A completely new Tony Award-winning Broadway musical with an African-American cast, The Wiz, was staged in 1975 with Stephanie Mills as Dorothy. It was the basis for a 1978 film by the same title starring Diana Ross as an adult Dorothy and Michael Jackson as the Scarecrow.

The Wizard of Oz continues to inspire new versions, such as Disney's Return to Oz (1985), The Muppets' Wizard of Oz, Tin Man (a re-imagining of the story televised in late 2007 on the Sci Fi Channel), and a variety of animated productions. Today's most successful Broadway show Wicked provides a history to the two Oz witches used in the classic MGM film.
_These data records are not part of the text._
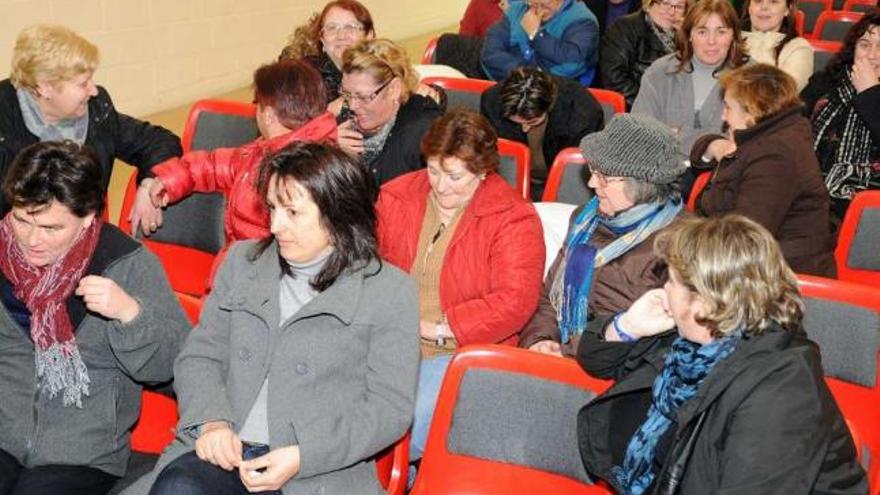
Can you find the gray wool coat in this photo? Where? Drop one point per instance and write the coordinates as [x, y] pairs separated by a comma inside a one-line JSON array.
[[668, 96], [343, 369]]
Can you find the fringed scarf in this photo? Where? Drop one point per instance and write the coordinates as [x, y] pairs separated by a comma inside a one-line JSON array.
[[841, 134], [570, 292], [44, 291], [686, 366]]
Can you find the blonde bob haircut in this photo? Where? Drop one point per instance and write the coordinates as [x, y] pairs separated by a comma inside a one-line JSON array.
[[763, 90], [51, 54], [384, 60], [737, 267]]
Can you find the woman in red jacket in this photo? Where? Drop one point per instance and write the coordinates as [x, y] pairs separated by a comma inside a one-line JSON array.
[[290, 107], [474, 247]]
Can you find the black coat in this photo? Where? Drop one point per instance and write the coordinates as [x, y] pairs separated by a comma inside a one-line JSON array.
[[769, 424], [111, 135], [628, 48], [575, 114]]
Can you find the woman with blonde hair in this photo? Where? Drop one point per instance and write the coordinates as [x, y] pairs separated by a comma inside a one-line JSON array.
[[715, 378], [765, 168], [382, 118], [51, 95]]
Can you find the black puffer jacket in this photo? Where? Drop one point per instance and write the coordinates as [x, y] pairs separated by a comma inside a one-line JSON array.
[[762, 422], [628, 48], [111, 135]]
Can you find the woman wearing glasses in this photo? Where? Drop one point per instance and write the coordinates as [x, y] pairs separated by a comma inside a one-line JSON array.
[[473, 246], [606, 262], [635, 41], [383, 119]]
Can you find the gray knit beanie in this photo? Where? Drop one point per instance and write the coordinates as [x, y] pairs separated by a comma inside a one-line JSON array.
[[637, 146]]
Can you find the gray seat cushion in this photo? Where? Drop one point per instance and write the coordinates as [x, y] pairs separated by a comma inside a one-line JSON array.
[[519, 419]]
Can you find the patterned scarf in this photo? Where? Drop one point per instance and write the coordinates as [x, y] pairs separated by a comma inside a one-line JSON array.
[[838, 127], [44, 291], [686, 366], [570, 293]]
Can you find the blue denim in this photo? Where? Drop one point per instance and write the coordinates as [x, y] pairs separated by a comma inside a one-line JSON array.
[[431, 373], [189, 475]]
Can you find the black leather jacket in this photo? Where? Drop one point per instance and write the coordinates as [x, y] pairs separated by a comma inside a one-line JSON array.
[[628, 48]]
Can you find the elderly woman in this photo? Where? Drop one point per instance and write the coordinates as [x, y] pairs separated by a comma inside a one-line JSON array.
[[681, 89], [290, 107], [770, 30], [765, 168], [297, 374], [545, 113], [473, 246], [635, 41], [383, 118], [51, 95], [842, 102], [717, 404], [606, 261], [87, 317]]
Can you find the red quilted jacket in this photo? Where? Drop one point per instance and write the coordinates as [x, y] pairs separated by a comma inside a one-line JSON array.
[[233, 172], [491, 276]]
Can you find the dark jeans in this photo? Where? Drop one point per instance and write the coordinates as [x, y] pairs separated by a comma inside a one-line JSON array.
[[189, 475], [52, 479]]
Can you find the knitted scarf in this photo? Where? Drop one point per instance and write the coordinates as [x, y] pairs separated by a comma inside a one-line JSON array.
[[44, 291], [837, 125], [686, 366], [570, 292]]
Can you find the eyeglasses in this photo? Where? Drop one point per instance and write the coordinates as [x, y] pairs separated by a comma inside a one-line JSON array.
[[345, 29], [672, 7], [363, 99], [603, 180]]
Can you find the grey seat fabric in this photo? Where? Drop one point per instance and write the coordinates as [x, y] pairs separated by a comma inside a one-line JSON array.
[[848, 338], [519, 419], [864, 252]]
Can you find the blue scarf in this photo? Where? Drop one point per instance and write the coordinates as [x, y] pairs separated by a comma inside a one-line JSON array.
[[570, 293], [687, 364]]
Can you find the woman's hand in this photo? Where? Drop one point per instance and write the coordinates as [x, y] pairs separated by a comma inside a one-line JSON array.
[[103, 296], [649, 315], [547, 347], [219, 445], [279, 466], [864, 75], [144, 212], [350, 139]]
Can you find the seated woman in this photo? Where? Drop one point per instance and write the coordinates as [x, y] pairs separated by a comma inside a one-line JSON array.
[[606, 261], [842, 102], [765, 168], [715, 380], [383, 119], [297, 374], [290, 107], [770, 30], [51, 95], [87, 317], [635, 41], [681, 89], [545, 113], [472, 244]]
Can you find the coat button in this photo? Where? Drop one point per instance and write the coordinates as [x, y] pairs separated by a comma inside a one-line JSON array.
[[244, 354]]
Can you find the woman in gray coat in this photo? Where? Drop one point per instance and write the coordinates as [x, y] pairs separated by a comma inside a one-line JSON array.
[[304, 364]]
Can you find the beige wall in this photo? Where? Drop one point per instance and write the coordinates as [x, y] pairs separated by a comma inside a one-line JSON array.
[[158, 54]]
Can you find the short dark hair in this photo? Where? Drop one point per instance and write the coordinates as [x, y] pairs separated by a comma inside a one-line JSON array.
[[527, 92], [344, 192], [293, 88], [62, 171]]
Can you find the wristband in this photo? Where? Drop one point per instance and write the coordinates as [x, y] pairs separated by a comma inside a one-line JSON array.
[[624, 337]]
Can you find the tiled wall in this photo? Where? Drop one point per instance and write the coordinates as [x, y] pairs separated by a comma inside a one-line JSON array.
[[158, 54]]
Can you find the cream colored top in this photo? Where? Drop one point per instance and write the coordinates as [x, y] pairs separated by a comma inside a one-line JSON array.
[[796, 57]]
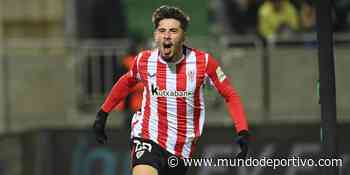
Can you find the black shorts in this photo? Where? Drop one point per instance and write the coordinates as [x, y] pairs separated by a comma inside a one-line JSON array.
[[147, 152]]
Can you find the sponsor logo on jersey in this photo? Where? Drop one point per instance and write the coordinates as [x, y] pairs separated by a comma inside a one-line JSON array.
[[220, 74], [167, 93], [141, 147]]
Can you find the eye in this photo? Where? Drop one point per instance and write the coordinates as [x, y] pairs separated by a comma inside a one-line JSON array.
[[174, 30], [161, 30]]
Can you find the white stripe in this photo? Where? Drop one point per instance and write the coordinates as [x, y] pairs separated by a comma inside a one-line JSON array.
[[171, 109], [202, 113], [191, 65], [137, 130], [153, 121]]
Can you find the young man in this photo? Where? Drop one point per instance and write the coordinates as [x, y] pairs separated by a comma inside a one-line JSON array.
[[172, 115]]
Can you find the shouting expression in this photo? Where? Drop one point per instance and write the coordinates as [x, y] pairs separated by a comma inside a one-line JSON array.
[[169, 38]]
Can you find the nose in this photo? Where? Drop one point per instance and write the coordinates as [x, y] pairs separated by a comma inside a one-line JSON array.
[[167, 35]]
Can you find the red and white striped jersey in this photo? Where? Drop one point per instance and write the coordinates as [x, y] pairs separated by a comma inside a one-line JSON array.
[[173, 107]]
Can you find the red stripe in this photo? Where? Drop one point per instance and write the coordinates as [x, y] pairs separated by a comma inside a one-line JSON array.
[[181, 108], [200, 72], [143, 65], [162, 105]]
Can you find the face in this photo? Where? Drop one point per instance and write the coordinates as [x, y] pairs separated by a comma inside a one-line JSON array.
[[169, 38]]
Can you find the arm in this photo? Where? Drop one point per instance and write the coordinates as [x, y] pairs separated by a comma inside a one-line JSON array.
[[119, 91], [230, 95]]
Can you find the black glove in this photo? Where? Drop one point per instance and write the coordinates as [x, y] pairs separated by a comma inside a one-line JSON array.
[[99, 127], [243, 141]]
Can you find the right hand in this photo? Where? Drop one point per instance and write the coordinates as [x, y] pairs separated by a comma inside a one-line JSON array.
[[99, 127]]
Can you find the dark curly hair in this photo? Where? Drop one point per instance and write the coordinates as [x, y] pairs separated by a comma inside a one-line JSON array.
[[166, 11]]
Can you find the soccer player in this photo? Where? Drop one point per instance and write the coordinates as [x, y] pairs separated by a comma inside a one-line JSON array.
[[173, 111]]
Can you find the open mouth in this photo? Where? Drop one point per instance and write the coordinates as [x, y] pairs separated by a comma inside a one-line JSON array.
[[167, 48]]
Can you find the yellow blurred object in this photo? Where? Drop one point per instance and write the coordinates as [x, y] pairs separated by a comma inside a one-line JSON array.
[[272, 20]]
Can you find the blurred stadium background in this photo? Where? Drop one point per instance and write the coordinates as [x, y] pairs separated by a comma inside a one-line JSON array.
[[59, 58]]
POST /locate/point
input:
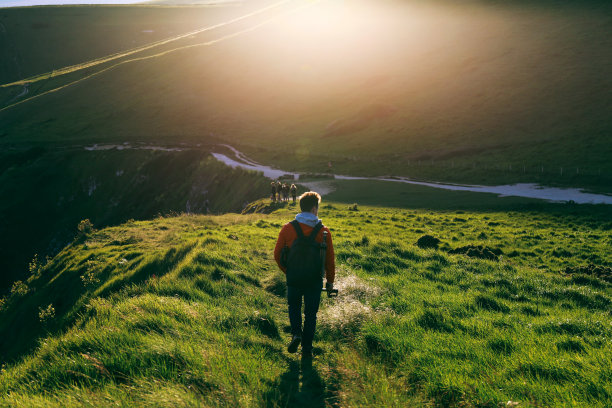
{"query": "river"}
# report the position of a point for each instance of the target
(527, 190)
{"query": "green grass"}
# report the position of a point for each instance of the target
(189, 311)
(522, 97)
(52, 189)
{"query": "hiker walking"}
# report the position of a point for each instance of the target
(273, 191)
(293, 192)
(299, 255)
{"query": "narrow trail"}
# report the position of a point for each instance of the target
(163, 53)
(108, 58)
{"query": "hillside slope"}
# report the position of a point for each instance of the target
(189, 311)
(482, 92)
(49, 190)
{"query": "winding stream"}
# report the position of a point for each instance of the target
(527, 190)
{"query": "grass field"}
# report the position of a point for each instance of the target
(52, 189)
(189, 311)
(477, 92)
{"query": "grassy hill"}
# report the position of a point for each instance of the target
(48, 191)
(485, 91)
(189, 311)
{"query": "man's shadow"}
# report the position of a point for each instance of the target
(301, 386)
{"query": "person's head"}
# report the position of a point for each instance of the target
(309, 202)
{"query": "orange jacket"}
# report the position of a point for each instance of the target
(288, 235)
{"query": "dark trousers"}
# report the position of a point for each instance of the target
(312, 298)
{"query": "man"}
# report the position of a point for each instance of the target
(309, 284)
(293, 192)
(273, 191)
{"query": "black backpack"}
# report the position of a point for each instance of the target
(304, 262)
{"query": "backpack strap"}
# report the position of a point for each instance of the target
(316, 230)
(313, 234)
(298, 229)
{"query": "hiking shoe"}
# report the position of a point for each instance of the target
(295, 342)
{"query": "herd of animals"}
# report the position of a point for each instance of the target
(280, 191)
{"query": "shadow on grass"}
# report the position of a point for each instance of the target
(302, 386)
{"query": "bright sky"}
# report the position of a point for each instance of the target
(22, 3)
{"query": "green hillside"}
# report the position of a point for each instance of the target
(481, 92)
(189, 311)
(47, 191)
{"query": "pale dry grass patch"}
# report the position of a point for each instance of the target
(346, 312)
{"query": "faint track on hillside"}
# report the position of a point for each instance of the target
(109, 58)
(207, 43)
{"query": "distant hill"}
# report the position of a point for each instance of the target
(471, 92)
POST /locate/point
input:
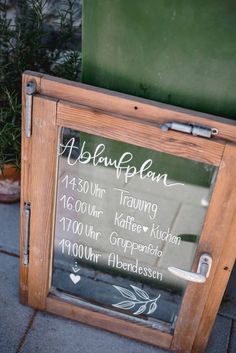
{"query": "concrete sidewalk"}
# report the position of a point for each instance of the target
(24, 330)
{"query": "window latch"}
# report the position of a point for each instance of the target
(195, 130)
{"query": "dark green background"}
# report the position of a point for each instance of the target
(181, 52)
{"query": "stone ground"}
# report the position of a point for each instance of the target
(24, 330)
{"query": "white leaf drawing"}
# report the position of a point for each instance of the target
(140, 292)
(152, 308)
(126, 293)
(141, 309)
(141, 302)
(124, 305)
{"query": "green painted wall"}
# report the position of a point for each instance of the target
(181, 52)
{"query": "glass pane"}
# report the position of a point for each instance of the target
(124, 214)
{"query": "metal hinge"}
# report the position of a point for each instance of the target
(26, 233)
(30, 90)
(195, 130)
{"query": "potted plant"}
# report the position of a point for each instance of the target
(37, 38)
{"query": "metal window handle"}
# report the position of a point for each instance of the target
(203, 270)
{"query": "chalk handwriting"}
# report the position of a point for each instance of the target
(123, 164)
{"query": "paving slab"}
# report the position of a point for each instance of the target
(10, 227)
(14, 317)
(219, 339)
(50, 334)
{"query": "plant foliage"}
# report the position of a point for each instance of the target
(29, 42)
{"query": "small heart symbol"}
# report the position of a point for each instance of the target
(75, 278)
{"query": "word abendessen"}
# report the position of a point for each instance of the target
(115, 262)
(122, 165)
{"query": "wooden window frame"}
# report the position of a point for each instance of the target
(136, 121)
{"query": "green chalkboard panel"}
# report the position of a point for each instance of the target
(122, 219)
(177, 52)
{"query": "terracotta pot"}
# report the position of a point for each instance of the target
(9, 184)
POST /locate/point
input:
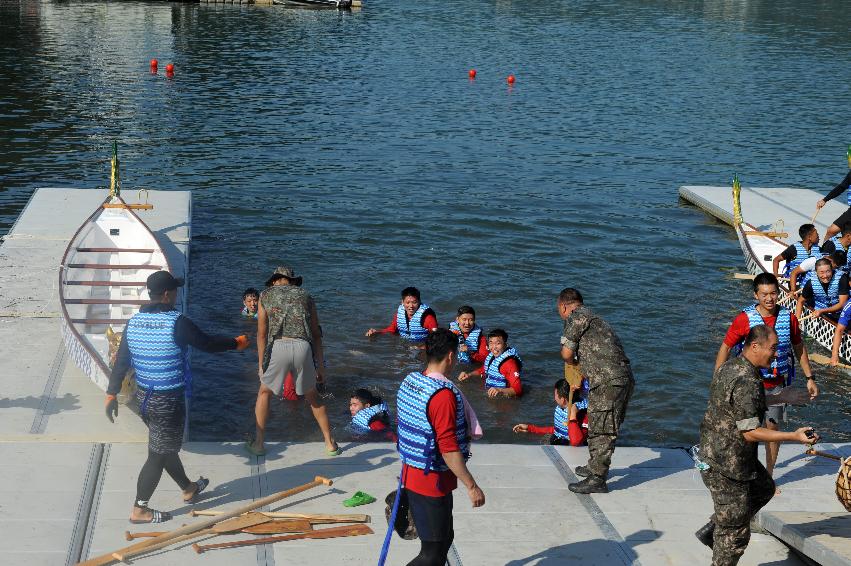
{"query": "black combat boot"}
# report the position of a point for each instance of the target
(582, 471)
(706, 534)
(591, 484)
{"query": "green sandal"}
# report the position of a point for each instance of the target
(359, 498)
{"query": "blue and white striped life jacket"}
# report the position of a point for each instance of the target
(413, 329)
(492, 365)
(417, 444)
(782, 366)
(160, 363)
(361, 420)
(827, 299)
(801, 254)
(472, 341)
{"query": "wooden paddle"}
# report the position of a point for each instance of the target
(140, 547)
(269, 527)
(333, 532)
(313, 518)
(573, 375)
(825, 361)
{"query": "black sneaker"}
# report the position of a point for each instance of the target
(706, 534)
(591, 484)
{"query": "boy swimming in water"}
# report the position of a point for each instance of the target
(501, 369)
(369, 414)
(570, 426)
(472, 344)
(250, 299)
(414, 319)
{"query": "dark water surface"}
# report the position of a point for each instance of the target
(353, 146)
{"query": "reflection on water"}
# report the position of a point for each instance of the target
(353, 146)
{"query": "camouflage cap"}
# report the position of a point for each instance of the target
(288, 272)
Gregory Maguire, author of the novel Wicked on which the musical is based, chose to honor L. Frank Baum by naming his main character Elphaba—a phonetic play on Baum's initials.

The film Oz the Great and Powerful (2013) pays homage to MGM's film The Wizard of Oz (1939) and stars James Franco, Mila Kunis, Rachel Weisz, and Michelle Williams.